Now, as every wildfire season approaches, Jowell, a fourth-year Stanford School of Medicine student, experiences anxiety as more climate-related damage is laid bare.
That dread is lessened somewhat by Jowell’s knowledge that she is taking action: In 2019, she began co-leading a drive to weave information about climate change’s health impacts into medical education. She and her team were the first to bring the proposed changes to those responsible for overseeing the curriculum at the medical school. Jowell has been involved since the beginning.
“As future physicians, we need to be prepared to care for patients affected by climate change and also know how to help our patients adapt and respond with resilience to a changing environment,” Jowell said.
According to the World Health Organization, climate change is the biggest health threat facing humanity. From the exacerbation of asthma symptoms by wildfire smoke and pollution to the increased preeclampsia risk for pregnant women exposed to extreme heat, examples of the environment’s impact on health abound.
In 2019, Jowell co-founded the Stanford Climate and Health group, made up of students and faculty who organize symposiums and conduct community engagement events on climate change. She and three other medical students joined the group’s education subcommittee, aiming to enhance the school’s curriculum.
Daniel Bernstein, MD, the associate dean for curriculum and scholarship, joined the effort when Jowell approached him about proposed changes.
“Environmental change touches every single disease. Reflecting the pervasive nature of climate is paramount,” said Bernstein, the Alfred Woodley Salter and Mabel G. Salter Endowed Professor in Pediatrics. “We didn’t want a separate two-hour lecture on climate change. What we do is integrate it into each system course.”
As a first step, students evaluated and presented papers to Bernstein that could be added to the course slides. The biggest challenge, Jowell said, was folding new literature into already packed medical school curriculum materials — rather than creating new lectures — to ease adoption for lecturers.
“The students were methodical and gave the faculty the information and resources they would need to succeed,” said Barbara Erny, MD, a faculty adviser to the group and adjunct clinical associate professor of medicine.
Bernstein piloted the curriculum enhancement in the cardiology and pulmonary courses, adding content such as how heatstroke affects the cardiovascular system and how air pollution affects patients with asthma and chronic lung and heart diseases.

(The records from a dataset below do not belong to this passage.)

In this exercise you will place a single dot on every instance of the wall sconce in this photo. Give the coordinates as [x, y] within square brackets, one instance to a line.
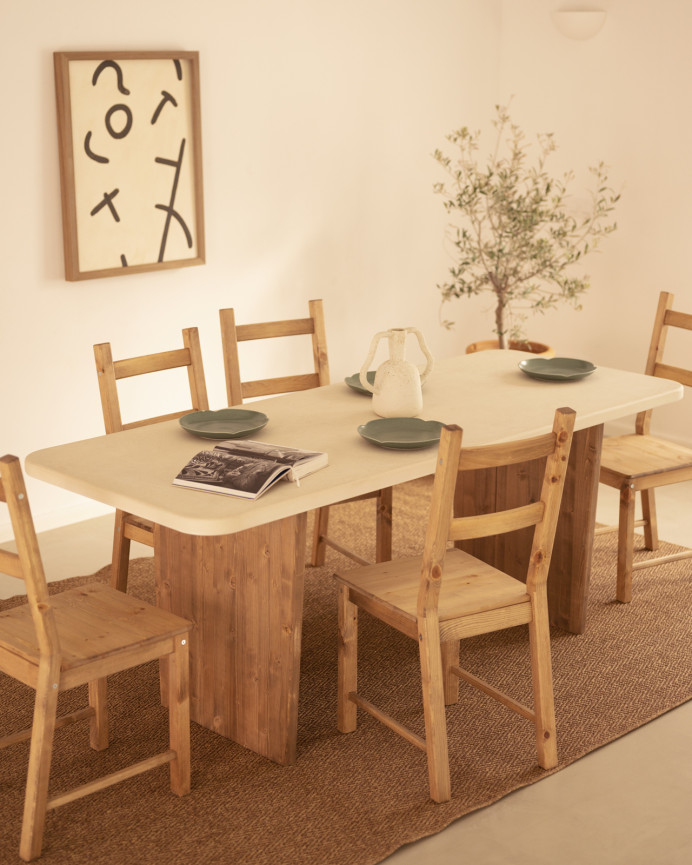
[579, 23]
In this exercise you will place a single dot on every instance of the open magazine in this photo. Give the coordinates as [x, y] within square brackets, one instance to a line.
[247, 468]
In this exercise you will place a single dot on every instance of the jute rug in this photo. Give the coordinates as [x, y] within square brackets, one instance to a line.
[354, 799]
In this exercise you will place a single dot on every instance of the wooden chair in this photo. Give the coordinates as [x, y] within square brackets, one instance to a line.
[55, 642]
[129, 527]
[447, 594]
[641, 462]
[237, 391]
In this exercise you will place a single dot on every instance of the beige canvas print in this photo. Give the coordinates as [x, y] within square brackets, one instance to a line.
[129, 127]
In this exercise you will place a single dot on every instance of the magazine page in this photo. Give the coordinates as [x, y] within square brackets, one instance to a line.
[230, 473]
[300, 462]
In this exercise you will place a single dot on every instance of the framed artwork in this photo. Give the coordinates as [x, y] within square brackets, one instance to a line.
[130, 161]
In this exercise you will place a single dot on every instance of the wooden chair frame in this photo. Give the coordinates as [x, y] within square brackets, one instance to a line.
[59, 641]
[129, 527]
[238, 390]
[408, 595]
[641, 462]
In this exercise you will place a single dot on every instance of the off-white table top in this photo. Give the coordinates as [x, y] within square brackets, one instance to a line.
[485, 393]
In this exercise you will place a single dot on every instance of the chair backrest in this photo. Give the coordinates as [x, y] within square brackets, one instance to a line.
[26, 562]
[443, 527]
[110, 372]
[666, 317]
[232, 334]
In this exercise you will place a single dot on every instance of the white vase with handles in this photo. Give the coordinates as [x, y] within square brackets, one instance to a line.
[397, 389]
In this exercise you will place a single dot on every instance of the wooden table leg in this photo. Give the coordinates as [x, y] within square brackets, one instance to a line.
[485, 490]
[244, 593]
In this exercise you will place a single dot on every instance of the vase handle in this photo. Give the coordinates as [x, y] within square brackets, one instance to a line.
[426, 351]
[368, 360]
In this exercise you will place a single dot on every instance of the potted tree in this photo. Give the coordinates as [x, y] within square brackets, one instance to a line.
[514, 234]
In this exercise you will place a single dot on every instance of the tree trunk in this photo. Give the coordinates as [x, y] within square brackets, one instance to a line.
[500, 322]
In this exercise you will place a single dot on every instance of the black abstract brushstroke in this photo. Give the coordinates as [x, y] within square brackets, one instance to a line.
[168, 208]
[90, 153]
[181, 222]
[107, 201]
[118, 71]
[167, 97]
[128, 125]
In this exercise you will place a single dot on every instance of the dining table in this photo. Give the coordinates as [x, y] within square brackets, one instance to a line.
[235, 567]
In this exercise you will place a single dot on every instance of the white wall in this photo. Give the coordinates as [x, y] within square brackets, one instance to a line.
[319, 118]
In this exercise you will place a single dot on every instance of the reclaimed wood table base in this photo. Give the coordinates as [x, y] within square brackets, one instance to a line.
[244, 594]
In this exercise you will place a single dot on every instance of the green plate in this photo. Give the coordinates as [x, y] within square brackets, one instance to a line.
[353, 381]
[556, 368]
[227, 423]
[402, 433]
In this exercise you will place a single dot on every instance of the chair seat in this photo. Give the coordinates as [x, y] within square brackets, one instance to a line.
[470, 586]
[640, 456]
[95, 624]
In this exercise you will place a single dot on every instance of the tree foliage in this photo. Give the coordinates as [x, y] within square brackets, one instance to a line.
[514, 233]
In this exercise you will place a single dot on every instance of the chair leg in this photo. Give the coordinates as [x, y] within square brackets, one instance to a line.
[179, 714]
[651, 523]
[625, 545]
[450, 658]
[36, 797]
[98, 724]
[319, 548]
[434, 709]
[347, 676]
[542, 675]
[121, 554]
[383, 549]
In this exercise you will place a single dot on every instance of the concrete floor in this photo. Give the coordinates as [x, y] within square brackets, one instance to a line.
[629, 803]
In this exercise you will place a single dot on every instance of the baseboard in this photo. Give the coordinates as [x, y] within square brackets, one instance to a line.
[57, 519]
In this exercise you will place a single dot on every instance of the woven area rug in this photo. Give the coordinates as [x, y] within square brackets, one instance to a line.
[354, 799]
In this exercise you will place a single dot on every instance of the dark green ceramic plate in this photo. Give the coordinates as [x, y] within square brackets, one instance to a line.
[403, 433]
[556, 368]
[227, 423]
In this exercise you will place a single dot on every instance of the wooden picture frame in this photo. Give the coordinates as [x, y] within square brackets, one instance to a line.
[130, 143]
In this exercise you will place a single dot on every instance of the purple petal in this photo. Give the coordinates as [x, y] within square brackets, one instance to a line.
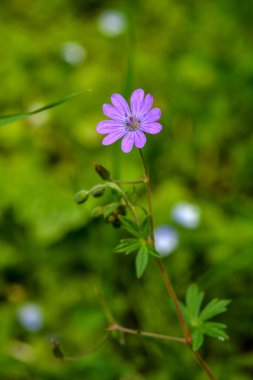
[145, 105]
[136, 101]
[151, 116]
[151, 128]
[127, 142]
[139, 139]
[112, 137]
[121, 104]
[112, 112]
[108, 126]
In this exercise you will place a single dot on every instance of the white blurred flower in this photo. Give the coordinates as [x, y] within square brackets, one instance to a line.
[38, 119]
[112, 23]
[166, 240]
[73, 53]
[186, 214]
[30, 316]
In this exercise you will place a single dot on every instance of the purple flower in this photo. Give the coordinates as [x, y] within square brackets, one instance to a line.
[130, 123]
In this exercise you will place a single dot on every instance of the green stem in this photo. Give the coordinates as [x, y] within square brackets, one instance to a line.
[166, 279]
[144, 333]
[135, 182]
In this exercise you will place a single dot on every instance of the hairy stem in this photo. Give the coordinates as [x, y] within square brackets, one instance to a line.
[147, 334]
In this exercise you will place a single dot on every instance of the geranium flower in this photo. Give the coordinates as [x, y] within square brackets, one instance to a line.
[132, 122]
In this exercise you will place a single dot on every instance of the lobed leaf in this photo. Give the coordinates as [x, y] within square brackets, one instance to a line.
[194, 299]
[215, 330]
[130, 226]
[197, 339]
[214, 307]
[145, 226]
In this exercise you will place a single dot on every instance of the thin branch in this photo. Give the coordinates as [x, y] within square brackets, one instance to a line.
[145, 333]
[134, 182]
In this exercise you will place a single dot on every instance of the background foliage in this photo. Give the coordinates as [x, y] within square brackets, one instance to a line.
[196, 58]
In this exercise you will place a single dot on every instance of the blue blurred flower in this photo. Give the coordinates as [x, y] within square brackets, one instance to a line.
[30, 316]
[112, 23]
[166, 239]
[186, 214]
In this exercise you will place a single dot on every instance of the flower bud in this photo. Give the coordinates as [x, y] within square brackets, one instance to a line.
[98, 192]
[96, 212]
[81, 196]
[102, 171]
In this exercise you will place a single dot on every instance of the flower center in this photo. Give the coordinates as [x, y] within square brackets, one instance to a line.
[133, 124]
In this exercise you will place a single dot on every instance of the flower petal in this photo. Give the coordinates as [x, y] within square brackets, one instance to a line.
[108, 126]
[136, 101]
[152, 115]
[127, 142]
[112, 112]
[139, 139]
[151, 128]
[112, 137]
[120, 104]
[145, 105]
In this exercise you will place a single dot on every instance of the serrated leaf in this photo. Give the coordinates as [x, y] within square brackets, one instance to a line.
[141, 260]
[7, 119]
[214, 307]
[194, 299]
[215, 330]
[110, 208]
[197, 339]
[128, 246]
[130, 226]
[145, 226]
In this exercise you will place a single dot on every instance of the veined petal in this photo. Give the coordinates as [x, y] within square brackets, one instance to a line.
[108, 126]
[139, 139]
[112, 112]
[136, 101]
[127, 142]
[152, 115]
[145, 105]
[151, 128]
[120, 104]
[112, 137]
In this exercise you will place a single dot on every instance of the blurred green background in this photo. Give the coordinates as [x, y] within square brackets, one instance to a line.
[196, 58]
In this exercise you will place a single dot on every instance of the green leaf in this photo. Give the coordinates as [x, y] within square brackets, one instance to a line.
[82, 196]
[145, 226]
[130, 226]
[141, 260]
[152, 251]
[128, 246]
[194, 300]
[184, 311]
[7, 119]
[197, 339]
[214, 307]
[215, 330]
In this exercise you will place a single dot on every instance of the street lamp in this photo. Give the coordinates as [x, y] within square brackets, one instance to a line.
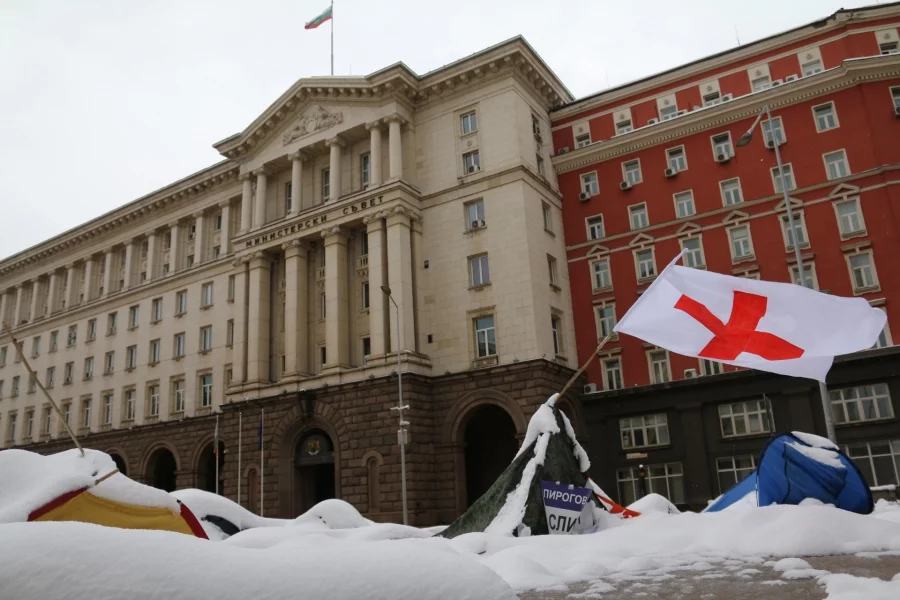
[743, 141]
[401, 433]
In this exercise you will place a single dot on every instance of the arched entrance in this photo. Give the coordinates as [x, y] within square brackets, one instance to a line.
[161, 470]
[490, 438]
[314, 471]
[206, 469]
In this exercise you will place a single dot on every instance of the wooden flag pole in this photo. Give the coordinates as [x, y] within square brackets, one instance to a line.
[578, 373]
[34, 378]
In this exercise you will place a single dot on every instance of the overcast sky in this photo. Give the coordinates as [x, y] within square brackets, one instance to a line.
[104, 101]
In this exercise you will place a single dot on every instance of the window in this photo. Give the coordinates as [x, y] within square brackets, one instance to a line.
[878, 461]
[479, 271]
[676, 159]
[326, 184]
[785, 177]
[206, 338]
[826, 117]
[732, 469]
[595, 228]
[836, 164]
[107, 409]
[206, 294]
[364, 169]
[128, 406]
[862, 272]
[741, 244]
[589, 184]
[659, 366]
[153, 401]
[664, 479]
[612, 374]
[638, 216]
[646, 264]
[849, 216]
[744, 418]
[861, 403]
[606, 319]
[722, 148]
[485, 337]
[811, 68]
[556, 329]
[156, 310]
[649, 430]
[471, 162]
[631, 172]
[181, 302]
[684, 204]
[178, 351]
[468, 123]
[773, 128]
[206, 390]
[694, 255]
[178, 395]
[475, 215]
[602, 277]
[131, 357]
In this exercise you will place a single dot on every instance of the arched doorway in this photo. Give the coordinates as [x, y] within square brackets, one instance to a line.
[206, 469]
[490, 437]
[161, 470]
[314, 471]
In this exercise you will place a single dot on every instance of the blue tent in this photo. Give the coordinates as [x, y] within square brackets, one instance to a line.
[790, 470]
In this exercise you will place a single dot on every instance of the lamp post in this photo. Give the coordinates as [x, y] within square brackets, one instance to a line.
[401, 433]
[743, 141]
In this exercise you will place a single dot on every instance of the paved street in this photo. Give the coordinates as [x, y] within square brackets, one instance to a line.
[732, 580]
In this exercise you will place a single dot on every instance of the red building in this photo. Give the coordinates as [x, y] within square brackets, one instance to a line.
[652, 167]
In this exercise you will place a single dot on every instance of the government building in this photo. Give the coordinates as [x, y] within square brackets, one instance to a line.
[356, 219]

As the students’ team has grown, they have worked with faculty to expand the climate curriculum to 12 subject areas — including psychiatry, dermatology and neurology — and continue to evaluate and add content.
Though the students had no peer-reviewed climate-curriculum resource available when they launched their effort, that has changed. Now faculty can draw on standardized materials provided by Climate Resources for Health Education, a collaboration of several U.S. medical institutions.
The group is working to integrate these materials into every preclinical course along with clerkships and residencies.
The Stanford Climate and Health group’s success so far is a salve to Jowell’s eco-anxiety: “Channeling this concern into climate and health education has given me a tangible way to help address the climate crisis.”